Rare plants, animals thrive in dam project site-A A +A
Tuesday, September 4, 2012
ILOILO CITY – Rare plants and animals are found at the area where the site of the multi-billion peso Jalaur River Multi-Purpose Project (JRMP) of the National Government will be built.
The barangays Garangan, Agcalaga and Masaroy is home to the indigenous people in central Panay Island.
Young scientists from the University of the Philippines-Diliman found an initial 40 tree species, 78 flowering plants and seven ferns, some of which are considered rare.
The team also discovered the presence of endangered warty pigs and spotted deers still roaming in the forests while eagle hawks locally called binanog soared by.
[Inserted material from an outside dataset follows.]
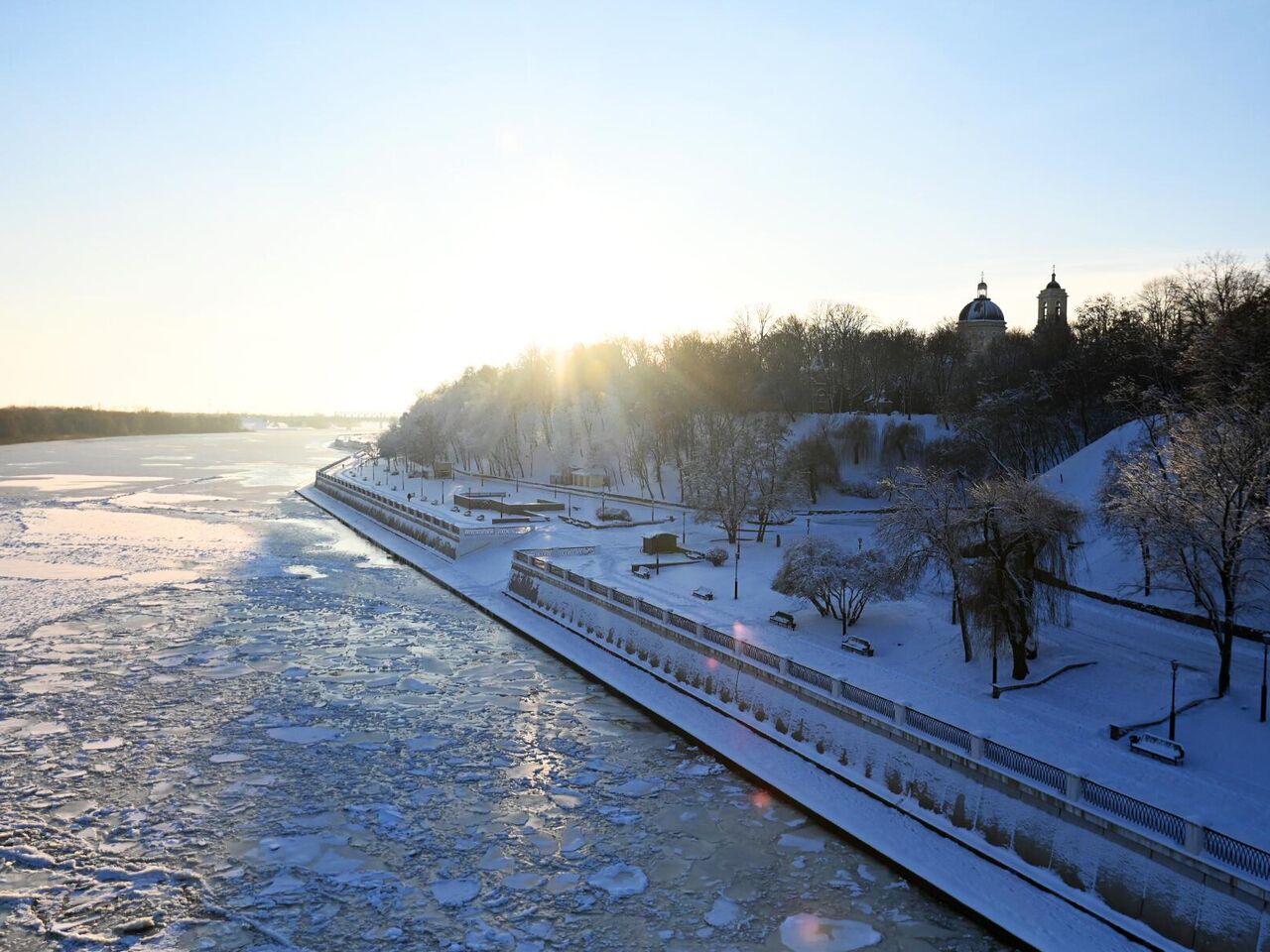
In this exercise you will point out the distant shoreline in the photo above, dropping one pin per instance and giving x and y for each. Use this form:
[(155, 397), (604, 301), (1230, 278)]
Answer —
[(40, 424)]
The area also teemed of snakes and turtles.
The team of biologist John Warner Carag, physicist Niel Laurent Caidic and geologist Adrian Raymund Fernandez said the trees and plants species are on top of 10 ecologically important species, 18 with therapeutic purpose, 15 for food consumption and 19 for other uses.
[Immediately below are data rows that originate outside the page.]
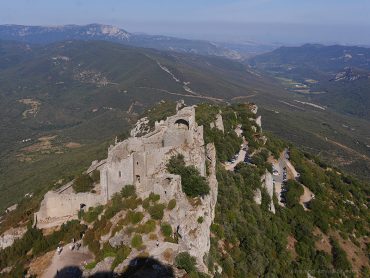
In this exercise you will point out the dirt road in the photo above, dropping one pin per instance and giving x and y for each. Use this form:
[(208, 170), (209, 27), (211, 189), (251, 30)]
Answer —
[(67, 258)]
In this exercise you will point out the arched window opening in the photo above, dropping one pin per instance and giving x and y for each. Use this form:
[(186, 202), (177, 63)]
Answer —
[(182, 123)]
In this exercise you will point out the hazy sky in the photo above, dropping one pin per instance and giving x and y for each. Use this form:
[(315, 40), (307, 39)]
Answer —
[(265, 20)]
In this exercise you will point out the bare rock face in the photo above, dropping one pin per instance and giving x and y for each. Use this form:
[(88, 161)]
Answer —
[(142, 162), (218, 123), (8, 238), (268, 184), (103, 266), (141, 127)]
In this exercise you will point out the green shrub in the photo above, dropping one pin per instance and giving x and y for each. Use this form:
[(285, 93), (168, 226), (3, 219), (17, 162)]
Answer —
[(92, 214), (90, 265), (108, 251), (340, 261), (147, 227), (293, 193), (136, 241), (95, 175), (171, 204), (193, 184), (83, 183), (128, 191), (146, 203), (156, 211), (186, 262), (131, 202), (154, 197), (135, 217), (121, 254), (166, 229)]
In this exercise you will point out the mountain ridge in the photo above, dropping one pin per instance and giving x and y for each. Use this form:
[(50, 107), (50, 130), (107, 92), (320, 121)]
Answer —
[(95, 31)]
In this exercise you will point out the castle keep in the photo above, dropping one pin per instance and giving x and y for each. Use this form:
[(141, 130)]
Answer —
[(139, 160)]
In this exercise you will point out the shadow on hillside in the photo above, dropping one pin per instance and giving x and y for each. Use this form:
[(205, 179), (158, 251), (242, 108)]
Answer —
[(138, 268)]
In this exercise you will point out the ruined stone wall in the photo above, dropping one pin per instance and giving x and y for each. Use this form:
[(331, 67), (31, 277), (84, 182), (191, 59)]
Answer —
[(57, 205), (117, 174)]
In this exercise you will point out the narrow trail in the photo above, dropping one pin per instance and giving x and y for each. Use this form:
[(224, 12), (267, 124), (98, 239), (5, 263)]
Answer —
[(185, 95), (348, 149)]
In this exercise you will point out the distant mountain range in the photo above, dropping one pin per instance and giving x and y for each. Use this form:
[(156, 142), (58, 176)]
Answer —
[(334, 76), (44, 35)]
The river itself is rich of food such as fishes, eels and crabs while medicinal plants such as herba, alibhon, kasla and other leaves are used as medicine by the indigenous people in the area.
The team also discovered that indigenous farmers do not use fertilizer and pesticides in their farms nor they have irrigation facilities but depend solely on rainfall for their crops.
Mostly slash and burn or kaingin farmers, they also plant coffee, rootcrops and bananas and raised livestock for own consumption.